Born Eleanore Cammack King in Los Angeles in 1934, she was the stepdaughter of Herbert Kalmus, head of the Technicolor corporation. Her older sister had been cast as Bonnie, but production took so long that by the time the shooting of her scenes was to start, she looked too old, and she suggested four-year-old Eleanore (already nicknamed Cammie), who was tested and immediately casted. With a cherubic face and bright blue eyes, she filled the role of the child who is initially to be called Eugenia Victoria, but when she is a week old her father admires her blue eyes, prompting Scarlett's cousin Melanie (Olivia de Havilland) to comment, "as blue as the bonnie blue flag".
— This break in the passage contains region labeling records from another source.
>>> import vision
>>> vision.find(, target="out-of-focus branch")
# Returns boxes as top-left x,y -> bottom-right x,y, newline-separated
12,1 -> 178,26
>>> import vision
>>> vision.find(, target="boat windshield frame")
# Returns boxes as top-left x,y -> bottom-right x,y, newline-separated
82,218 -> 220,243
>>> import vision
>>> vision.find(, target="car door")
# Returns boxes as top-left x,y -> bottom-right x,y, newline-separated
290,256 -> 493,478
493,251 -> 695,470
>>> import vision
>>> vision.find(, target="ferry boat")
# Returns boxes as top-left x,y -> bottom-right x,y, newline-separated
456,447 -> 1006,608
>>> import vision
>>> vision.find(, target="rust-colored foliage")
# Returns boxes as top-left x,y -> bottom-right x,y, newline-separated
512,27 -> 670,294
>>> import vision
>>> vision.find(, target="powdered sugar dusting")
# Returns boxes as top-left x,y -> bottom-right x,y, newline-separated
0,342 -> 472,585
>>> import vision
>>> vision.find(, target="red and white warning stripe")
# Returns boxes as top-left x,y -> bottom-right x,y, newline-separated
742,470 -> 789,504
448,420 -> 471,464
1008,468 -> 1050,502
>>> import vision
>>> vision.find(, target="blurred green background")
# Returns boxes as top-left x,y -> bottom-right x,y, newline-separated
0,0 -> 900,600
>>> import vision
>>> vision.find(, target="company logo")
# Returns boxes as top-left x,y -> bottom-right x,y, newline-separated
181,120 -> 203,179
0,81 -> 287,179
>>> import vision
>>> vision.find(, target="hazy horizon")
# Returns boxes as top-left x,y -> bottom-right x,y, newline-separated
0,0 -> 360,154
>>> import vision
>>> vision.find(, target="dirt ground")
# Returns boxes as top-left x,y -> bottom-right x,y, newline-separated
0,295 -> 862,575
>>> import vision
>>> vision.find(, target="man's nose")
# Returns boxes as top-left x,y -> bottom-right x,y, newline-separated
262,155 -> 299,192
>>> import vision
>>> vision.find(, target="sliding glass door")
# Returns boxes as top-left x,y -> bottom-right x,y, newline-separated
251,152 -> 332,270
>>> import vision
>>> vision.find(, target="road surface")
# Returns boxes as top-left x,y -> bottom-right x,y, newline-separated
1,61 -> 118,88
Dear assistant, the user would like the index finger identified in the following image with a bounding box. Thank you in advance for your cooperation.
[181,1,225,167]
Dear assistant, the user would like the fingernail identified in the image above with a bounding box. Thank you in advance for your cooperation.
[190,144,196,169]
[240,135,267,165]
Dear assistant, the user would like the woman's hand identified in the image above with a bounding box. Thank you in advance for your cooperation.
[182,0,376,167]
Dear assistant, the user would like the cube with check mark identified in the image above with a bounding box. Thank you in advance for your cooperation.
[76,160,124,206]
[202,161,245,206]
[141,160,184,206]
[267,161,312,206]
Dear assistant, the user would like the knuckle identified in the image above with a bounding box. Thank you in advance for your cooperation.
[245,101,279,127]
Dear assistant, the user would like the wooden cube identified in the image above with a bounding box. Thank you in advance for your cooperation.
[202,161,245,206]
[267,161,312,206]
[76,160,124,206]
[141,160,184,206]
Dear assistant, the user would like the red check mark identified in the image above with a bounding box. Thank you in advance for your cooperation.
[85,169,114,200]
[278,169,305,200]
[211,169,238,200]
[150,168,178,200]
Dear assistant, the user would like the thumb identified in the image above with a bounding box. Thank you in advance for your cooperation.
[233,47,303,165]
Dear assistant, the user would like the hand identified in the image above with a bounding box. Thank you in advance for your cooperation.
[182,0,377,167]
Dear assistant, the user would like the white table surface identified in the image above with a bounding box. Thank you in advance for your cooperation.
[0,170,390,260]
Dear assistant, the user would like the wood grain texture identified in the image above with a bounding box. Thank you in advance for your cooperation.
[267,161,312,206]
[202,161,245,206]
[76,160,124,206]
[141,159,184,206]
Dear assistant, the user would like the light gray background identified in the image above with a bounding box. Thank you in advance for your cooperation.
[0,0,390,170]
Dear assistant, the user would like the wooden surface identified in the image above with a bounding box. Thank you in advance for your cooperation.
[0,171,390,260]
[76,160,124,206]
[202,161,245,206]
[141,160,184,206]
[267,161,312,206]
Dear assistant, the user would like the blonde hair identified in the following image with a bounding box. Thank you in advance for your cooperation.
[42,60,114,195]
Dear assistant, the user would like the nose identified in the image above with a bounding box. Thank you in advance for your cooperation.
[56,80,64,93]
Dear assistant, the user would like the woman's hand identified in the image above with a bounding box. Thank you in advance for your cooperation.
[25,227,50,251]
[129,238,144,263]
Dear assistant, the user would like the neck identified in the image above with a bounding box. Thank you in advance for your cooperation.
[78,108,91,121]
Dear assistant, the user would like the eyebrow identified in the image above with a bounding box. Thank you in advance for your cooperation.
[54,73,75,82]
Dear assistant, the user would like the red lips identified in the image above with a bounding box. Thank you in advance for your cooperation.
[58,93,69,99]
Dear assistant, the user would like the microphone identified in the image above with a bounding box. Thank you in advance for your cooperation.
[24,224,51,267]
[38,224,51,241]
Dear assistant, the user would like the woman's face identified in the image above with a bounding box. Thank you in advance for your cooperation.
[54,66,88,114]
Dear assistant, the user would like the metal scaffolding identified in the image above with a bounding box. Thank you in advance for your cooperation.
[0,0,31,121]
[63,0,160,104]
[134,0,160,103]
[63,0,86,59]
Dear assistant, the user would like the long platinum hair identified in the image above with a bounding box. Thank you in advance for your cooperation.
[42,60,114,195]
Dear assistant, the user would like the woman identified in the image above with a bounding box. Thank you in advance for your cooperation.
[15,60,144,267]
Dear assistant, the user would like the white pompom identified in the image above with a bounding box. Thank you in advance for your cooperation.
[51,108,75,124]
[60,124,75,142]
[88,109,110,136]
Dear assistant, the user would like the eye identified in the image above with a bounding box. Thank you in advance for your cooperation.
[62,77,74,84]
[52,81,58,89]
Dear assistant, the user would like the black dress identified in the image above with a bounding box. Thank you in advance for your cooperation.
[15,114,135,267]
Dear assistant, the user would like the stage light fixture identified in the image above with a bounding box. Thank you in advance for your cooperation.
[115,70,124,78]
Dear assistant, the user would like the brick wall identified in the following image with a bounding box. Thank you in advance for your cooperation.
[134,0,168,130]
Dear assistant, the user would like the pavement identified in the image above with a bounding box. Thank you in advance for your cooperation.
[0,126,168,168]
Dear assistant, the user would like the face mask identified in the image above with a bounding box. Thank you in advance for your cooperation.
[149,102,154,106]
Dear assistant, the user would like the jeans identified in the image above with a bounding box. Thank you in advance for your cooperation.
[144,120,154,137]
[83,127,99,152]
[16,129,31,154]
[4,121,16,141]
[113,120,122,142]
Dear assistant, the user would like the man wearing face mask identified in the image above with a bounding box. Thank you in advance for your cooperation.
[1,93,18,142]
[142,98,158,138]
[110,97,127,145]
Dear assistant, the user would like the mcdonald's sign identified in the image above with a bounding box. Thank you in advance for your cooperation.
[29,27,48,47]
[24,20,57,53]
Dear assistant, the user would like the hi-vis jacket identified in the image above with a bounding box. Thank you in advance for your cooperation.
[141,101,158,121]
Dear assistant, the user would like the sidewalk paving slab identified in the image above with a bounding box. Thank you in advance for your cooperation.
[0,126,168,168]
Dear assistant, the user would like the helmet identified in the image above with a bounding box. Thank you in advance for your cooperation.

King recalled Clark Gable as "warm and friendly", adding, "when he kissed me, his moustache tickled. I'd tell that to my mother's friends and they'd swoon." In the film, Rhett dotes on Bonnie and takes her to London, where he promises her the sight of London Bridge. "Will it be falling down?" she asks, but she quickly becomes homesick and anxious to see her mother, the wilful Scarlett.

Later she displays similar wilfulness when she asks her parents to watch her prowess at jumping with her pony and, despite Rhett's warning that she is being too daring, goes ahead. "Just like Pa", says Scarlett, suddenly chilled as she recalls her father's death in a riding fall. Her premonition comes true, and Bonnie is fatally injured. (King later revealed that a 35-year-old dwarf was her double for the actual tumble.)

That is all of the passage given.